In March 2016, the FASB issued ASU 2016-08, “Revenue from Contracts with Customers-Principal versus Agent Consideration.” ASU 2016-08 clarifies the guidance on principal versus agent considerations determined in ASU 2014-09 “Revenue from Contracts with Customers (Topic 606),” which is not yet effective. The adoption of this guidance is not expected to have a material impact on the Company’s financial statements.

 

In March 2016, the FASB issued ASU 2016-06, “Contingent Put and Call Options in Debt Instruments”. ASU 2016-06 clarifies the requirements for assessing whether contingent put (call) options that can accelerate the principal on debt instruments are clearly and closely related to their debt hosts.
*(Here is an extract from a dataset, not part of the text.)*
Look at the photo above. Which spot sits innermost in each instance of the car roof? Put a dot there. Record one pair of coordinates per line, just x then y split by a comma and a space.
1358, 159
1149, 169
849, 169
ASU 2016-06 is effective for financial statements issued for annual periods beginning after December 15, 2016 and all interim periods thereafter. The adoption of this guidance is not expected to have a material impact on the Company’s financial statements.

 

In February 2016, the FASB issued ASU 2016-02, “Leases (Topic 842)”. ASU 2016-02 requires a lessee to recognize in the statement of financial position a liability to make lease payments and a right-of-use asset representing the right to use the underlying asset for the lease term for both finance and operating leases. ASU 2016-02 is effective for financial statements issued for annual periods beginning after December 15, 2018 and all interim periods thereafter. Earlier application is permitted for all entities. The Company is assessing the impact of this standard on the Company’s financial statements.